Osmanlı ve Cumhuriyet aydınlarının önemli bir kısmı, ekonomik gerçekliklerden kopukluk, çağdaş eğitimin eksikliği ve toplumsal sınıf bilincinden yoksunluk nedeniyle toplumsal dönüşüm süreçlerinde belirleyici bir rol oynayamamışlardır. Bu yapısal eksiklikler, günümüzde “tahsilli gericilik” olarak devam ederek modernleşme çabalarının önünde ciddi bir engel oluşturmaktadır. Hatta günümüzde bu kesime bir de “yeni tip tahsilli gericilik” eklenmiştir. Bu kesimin en belirgin özelliği olan Kürt düşmanlığı ise, Kürtlerin İsrail’e yanaşmalarını kolaylaştırıyor.

Sözcü TV, hatta Halk TV gibi kanallarda sıkça rastlanan Kürt karşıtlığı söylemi, statükoyu korumaya hizmet etmektedir. Aklını buzdolabına koyan “diplomalı gericilik”, Kürt sorununun nasıl çözüleceği konusunda görüş ileri sürmekten de yoksundur. Kürt sorununun çözümünün, en çok Erdoğan’a yarayacağı gerekçesine sarılıyorlar.
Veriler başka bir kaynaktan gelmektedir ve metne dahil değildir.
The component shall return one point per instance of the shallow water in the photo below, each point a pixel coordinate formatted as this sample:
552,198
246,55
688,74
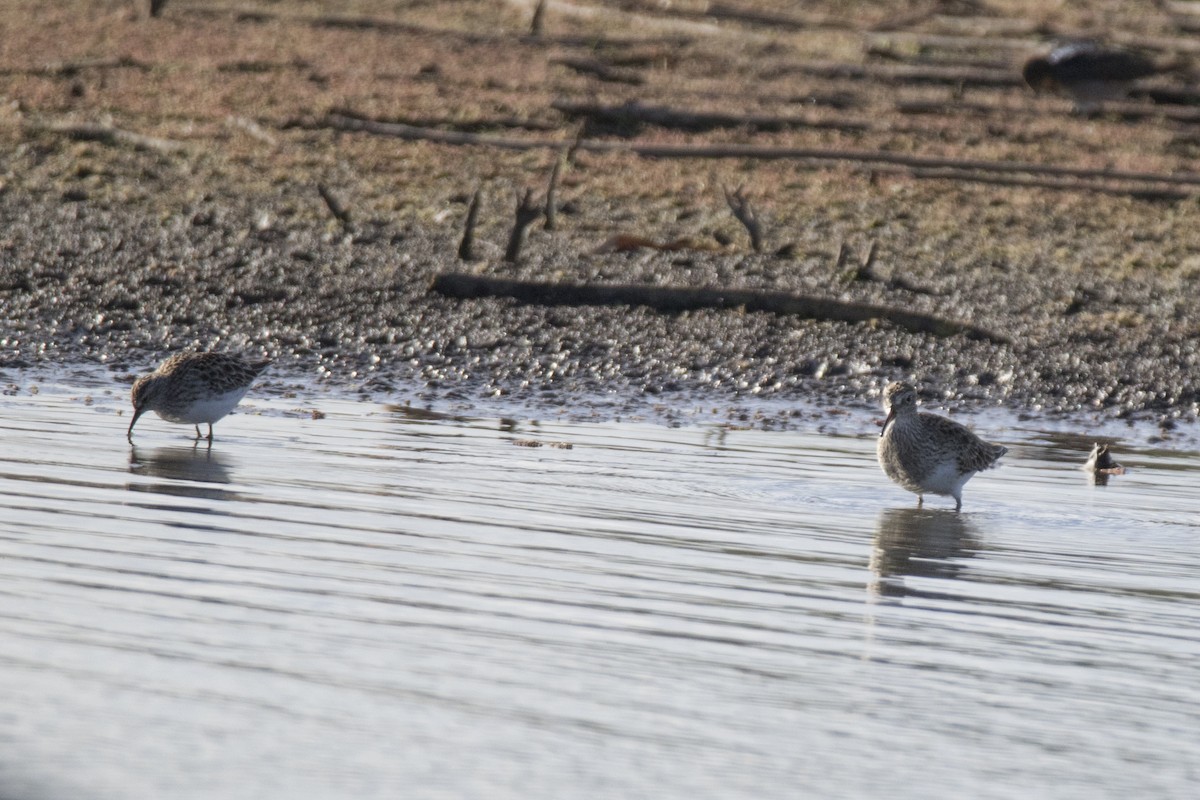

Oysa Kürt sorununun çözümü, demokratik bir siyaseti ve hukuku gerektirir. İşte Erdoğan rejimine son verecek olan da, Kürt sorununu çözebilecek olan demokratik siyaset ve demokratik hukuk sistemidir. Fakat ‘tahsilli gericiler’, ya bu gerçeği kavrayamadıkları için politik bir körlük yaşamaktadırlar ya da bilinçaltlarındaki zihinsel süreçleri, Erdoğan rejiminin devam etmesinden yanadır; çünkü Erdoğan giderse, eleştiri malzemeleri, emzikleri ellerinden alınmış olacak.

Hem Ortadoğu’daki gelişmeler hem de yaklaşan Rusya-NATO savaşı, Türkiye açısından Kürt-Türk ittifakının kurulmasını zorunlu kılıyor. Kürt sorununun çözümü için ortaya çıkan fırsatları kaçırmak, Türkiye’ye daha pahalıya mal olacaktır. Diplomalı ve diplomasız gericiler, ya yeteneksizlikleri nedeniyle bu durumu öngöremiyorlar ya da bilinçli olarak çözüme karşı duruyorlar.

Fakat tarih, her zaman fırsatlar sunmaz. İş işten geçmeden Kürt sorununun çözümüne katkı yapmak gerekir.